Biologically Inspired Foveation Filter Improves Robustness to Adversarial Attacks



Muhammad Ahmed Shah (Carnegie Mellon University)

Muhammad Ahmed Shah is a 2nd year PhD student at Carnegie Mellon University, and is advised by Dr. Bhiksha Raj. His current research focus is developing biologically-inspired methods for making deep neural networks more robust to input corruptions, particularly adversarial attacks. In the past he has worked on a variety of research topics including machine learning privacy, neural model compression and information retrieval. His work has been published in several conferences including ICASSP, Interspeech and ICPR.

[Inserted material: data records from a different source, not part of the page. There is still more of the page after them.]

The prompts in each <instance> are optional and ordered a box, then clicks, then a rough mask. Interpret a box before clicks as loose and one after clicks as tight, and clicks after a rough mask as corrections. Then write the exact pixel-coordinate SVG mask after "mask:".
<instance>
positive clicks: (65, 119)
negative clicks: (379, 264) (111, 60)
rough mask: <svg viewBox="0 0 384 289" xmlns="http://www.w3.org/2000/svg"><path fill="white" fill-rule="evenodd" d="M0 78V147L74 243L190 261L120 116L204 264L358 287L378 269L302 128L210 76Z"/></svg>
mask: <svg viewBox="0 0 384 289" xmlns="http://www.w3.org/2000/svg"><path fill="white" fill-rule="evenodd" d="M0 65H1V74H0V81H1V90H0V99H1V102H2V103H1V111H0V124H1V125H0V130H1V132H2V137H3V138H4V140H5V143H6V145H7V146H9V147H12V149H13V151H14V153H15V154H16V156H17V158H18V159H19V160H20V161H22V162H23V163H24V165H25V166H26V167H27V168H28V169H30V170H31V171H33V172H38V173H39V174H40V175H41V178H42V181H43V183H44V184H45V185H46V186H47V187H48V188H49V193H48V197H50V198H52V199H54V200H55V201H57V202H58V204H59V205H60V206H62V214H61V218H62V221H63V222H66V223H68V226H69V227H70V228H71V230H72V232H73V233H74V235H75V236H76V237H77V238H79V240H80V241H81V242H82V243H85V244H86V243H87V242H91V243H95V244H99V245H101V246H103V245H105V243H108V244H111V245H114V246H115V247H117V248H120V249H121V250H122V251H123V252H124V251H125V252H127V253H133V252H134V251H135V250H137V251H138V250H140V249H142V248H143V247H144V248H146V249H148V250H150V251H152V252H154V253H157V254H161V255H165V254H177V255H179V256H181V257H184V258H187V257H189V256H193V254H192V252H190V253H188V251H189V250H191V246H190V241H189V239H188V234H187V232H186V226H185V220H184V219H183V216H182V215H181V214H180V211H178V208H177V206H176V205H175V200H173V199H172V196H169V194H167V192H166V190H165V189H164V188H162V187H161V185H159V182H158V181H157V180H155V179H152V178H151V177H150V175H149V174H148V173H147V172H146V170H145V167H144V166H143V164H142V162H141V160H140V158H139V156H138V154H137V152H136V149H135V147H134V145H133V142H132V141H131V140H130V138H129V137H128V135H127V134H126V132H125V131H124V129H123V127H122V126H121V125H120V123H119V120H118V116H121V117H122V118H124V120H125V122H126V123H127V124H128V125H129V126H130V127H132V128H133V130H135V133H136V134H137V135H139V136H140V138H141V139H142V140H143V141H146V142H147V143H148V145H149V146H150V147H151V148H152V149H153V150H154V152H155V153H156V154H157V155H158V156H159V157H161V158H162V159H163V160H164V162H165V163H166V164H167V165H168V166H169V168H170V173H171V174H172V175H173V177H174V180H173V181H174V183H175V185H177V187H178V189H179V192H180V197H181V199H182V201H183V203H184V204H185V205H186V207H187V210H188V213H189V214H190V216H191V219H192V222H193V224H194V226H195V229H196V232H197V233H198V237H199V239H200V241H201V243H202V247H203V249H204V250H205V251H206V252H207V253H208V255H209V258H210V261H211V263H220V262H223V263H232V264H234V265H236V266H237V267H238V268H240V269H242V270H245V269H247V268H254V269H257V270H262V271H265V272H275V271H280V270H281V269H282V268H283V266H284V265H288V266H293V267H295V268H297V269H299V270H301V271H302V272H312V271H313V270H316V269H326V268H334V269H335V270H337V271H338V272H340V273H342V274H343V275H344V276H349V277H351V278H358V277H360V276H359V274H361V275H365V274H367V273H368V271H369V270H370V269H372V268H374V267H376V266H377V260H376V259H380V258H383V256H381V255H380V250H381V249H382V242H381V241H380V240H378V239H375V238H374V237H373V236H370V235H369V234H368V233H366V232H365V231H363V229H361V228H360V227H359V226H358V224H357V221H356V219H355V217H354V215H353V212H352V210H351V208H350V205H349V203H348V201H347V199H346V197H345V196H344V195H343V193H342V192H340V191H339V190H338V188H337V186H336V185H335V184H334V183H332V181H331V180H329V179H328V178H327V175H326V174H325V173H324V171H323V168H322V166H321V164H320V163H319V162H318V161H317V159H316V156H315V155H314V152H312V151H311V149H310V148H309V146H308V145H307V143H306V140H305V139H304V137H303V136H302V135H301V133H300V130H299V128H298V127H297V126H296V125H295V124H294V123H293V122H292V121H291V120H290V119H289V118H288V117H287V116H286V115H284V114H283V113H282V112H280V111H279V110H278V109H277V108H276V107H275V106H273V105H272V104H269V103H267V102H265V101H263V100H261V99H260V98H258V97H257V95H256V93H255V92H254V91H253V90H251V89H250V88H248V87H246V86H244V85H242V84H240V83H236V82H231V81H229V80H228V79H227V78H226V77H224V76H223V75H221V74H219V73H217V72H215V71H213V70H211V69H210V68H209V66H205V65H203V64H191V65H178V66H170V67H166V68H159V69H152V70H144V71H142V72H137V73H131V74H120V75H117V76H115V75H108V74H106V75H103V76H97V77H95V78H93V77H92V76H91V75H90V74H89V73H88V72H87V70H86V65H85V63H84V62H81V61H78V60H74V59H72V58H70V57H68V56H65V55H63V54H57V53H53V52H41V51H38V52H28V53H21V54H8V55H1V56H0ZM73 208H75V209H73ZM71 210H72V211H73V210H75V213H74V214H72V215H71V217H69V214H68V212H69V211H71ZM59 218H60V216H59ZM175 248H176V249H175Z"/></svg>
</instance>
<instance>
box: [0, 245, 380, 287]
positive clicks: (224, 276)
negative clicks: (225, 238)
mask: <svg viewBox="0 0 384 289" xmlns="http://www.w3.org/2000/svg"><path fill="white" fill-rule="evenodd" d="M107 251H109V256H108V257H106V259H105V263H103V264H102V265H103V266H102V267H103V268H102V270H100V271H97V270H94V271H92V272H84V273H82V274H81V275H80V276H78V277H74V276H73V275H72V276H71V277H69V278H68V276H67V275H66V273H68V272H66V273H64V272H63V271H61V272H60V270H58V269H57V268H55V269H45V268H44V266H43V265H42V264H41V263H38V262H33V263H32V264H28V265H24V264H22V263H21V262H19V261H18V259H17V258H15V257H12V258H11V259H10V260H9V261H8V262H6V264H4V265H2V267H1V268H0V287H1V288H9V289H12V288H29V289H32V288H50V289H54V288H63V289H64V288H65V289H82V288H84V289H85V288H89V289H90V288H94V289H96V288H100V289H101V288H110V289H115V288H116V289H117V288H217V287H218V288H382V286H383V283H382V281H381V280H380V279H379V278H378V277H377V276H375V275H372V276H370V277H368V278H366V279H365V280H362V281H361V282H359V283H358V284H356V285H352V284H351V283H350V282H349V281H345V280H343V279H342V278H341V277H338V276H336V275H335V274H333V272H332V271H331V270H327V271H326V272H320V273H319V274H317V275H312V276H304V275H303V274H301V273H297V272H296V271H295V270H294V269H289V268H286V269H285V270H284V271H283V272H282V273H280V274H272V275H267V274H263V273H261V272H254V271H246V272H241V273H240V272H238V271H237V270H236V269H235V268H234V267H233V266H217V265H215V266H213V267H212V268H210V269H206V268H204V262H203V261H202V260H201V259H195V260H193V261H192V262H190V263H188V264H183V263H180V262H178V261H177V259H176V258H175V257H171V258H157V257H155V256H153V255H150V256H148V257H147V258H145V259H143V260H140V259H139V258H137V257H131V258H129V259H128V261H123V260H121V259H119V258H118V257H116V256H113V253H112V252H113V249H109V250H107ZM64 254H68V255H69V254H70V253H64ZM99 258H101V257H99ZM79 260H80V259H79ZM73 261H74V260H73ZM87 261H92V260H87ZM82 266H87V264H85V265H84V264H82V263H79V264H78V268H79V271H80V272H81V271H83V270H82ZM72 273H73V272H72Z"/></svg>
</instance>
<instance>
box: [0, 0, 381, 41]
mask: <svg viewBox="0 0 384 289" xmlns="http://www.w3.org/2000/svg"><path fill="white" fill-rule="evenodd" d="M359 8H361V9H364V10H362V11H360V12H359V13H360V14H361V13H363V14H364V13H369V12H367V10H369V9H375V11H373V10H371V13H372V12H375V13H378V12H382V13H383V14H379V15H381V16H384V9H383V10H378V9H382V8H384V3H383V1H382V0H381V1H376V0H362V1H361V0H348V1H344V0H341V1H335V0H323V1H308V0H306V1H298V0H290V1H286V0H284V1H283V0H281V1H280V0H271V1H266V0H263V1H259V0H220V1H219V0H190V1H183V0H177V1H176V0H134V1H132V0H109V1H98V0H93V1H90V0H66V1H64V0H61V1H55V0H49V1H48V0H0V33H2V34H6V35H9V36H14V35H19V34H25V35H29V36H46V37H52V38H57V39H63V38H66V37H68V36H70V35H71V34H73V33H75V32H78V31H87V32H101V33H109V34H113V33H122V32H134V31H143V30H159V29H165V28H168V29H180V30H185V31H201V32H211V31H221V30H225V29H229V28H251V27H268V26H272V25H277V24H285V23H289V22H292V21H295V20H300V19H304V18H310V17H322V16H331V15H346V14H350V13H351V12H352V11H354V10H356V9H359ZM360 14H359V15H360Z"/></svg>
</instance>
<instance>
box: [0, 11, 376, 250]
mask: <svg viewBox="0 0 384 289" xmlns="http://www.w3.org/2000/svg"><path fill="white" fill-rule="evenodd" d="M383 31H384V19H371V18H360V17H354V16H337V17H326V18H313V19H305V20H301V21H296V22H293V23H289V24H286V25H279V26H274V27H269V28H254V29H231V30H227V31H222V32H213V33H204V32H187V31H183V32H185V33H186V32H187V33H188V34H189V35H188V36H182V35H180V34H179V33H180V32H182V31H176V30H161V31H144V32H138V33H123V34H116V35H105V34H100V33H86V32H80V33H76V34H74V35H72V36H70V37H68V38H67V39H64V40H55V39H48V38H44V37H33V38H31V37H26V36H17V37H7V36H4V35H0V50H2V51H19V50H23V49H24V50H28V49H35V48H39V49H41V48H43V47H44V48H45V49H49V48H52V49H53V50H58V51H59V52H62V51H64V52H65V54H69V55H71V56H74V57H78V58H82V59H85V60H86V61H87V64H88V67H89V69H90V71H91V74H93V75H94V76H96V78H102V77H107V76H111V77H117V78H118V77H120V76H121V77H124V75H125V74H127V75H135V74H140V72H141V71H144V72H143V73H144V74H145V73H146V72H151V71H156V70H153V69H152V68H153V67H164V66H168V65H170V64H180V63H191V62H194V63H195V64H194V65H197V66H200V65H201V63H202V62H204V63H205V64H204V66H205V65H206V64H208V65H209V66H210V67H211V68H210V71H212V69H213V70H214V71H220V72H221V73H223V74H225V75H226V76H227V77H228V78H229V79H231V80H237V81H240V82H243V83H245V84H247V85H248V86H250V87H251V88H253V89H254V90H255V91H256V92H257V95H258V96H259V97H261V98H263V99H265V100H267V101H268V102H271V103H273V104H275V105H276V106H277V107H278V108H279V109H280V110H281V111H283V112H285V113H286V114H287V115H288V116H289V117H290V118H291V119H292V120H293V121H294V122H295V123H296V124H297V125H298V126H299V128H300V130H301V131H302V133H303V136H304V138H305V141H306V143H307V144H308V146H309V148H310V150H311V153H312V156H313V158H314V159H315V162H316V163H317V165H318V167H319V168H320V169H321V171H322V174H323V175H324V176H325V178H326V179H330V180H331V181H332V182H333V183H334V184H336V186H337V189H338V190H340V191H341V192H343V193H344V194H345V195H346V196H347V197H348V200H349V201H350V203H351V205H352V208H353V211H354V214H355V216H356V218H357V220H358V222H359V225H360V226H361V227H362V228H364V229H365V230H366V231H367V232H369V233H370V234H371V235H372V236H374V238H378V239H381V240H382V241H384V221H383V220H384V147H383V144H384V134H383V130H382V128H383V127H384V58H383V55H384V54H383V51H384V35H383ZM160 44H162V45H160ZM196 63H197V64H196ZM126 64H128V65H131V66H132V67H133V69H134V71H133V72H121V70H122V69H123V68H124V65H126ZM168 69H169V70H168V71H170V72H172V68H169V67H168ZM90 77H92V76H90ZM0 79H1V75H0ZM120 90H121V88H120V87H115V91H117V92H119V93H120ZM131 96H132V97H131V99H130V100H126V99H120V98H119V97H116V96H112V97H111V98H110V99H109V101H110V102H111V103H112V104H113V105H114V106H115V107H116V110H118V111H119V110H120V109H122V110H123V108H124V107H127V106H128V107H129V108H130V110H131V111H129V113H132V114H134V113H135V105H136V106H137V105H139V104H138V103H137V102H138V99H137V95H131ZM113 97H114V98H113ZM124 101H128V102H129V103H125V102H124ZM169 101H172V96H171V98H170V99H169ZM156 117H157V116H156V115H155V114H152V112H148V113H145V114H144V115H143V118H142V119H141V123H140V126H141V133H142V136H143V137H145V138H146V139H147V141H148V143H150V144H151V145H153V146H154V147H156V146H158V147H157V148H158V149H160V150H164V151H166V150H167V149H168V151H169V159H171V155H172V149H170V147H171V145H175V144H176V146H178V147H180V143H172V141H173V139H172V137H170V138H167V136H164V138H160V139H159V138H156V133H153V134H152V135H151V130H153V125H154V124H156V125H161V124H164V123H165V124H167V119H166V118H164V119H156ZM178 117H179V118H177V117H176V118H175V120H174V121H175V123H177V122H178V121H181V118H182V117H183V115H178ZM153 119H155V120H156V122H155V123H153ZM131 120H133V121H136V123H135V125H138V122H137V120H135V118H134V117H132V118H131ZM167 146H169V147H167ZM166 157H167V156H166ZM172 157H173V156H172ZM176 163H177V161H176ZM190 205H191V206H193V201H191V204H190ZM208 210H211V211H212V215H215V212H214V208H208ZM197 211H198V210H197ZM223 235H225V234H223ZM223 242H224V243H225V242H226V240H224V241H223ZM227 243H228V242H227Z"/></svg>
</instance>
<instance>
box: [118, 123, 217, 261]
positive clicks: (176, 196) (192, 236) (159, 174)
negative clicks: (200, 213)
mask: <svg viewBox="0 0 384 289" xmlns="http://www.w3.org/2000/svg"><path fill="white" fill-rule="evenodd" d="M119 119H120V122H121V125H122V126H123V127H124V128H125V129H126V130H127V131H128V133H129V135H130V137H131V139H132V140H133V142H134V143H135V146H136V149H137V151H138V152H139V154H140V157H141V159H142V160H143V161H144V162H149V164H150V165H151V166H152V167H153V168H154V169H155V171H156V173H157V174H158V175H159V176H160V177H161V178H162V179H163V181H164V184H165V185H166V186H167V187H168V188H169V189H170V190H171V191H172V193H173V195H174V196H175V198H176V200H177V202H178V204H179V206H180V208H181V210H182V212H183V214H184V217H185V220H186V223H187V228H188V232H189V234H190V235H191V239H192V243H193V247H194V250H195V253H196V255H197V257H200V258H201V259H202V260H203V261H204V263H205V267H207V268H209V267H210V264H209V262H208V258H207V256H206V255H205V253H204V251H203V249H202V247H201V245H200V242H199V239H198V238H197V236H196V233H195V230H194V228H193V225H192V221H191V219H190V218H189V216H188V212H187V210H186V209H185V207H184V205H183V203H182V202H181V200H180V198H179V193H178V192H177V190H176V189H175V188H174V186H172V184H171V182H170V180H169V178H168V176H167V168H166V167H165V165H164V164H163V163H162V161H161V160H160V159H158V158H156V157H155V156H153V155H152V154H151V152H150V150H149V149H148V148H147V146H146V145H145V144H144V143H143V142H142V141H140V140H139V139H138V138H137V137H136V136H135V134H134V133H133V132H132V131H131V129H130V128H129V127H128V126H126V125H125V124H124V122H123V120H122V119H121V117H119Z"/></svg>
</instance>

Short Abstract: Deep neural networks (DNNs) have been shown to be vulnerable to adversarial attacks -- subtle, perceptually indistinguishable perturbations of inputs that change the response of the model. In the context of vision, we hypothesize that a factor contributing to the robustness of human visual perception is our constant exposure to low-fidelity visual stimuli in our peripheral vision. To investigate this hypothesis, we develop R-Blur, an image transform that simulates the loss in fidelity of peripheral vision by blurring the image and reducing its color saturation based on the distance from a given fixation point. We show that DNNs trained on images transformed by R-Blur are substantially more robust to adversarial attacks, as well as other, non-adversarial, corruptions than DNNs trained on the original images, with the former achieving up to 69% higher accuracy on perturbed data. We further show that the robustness induced by R-Blur is certifiable.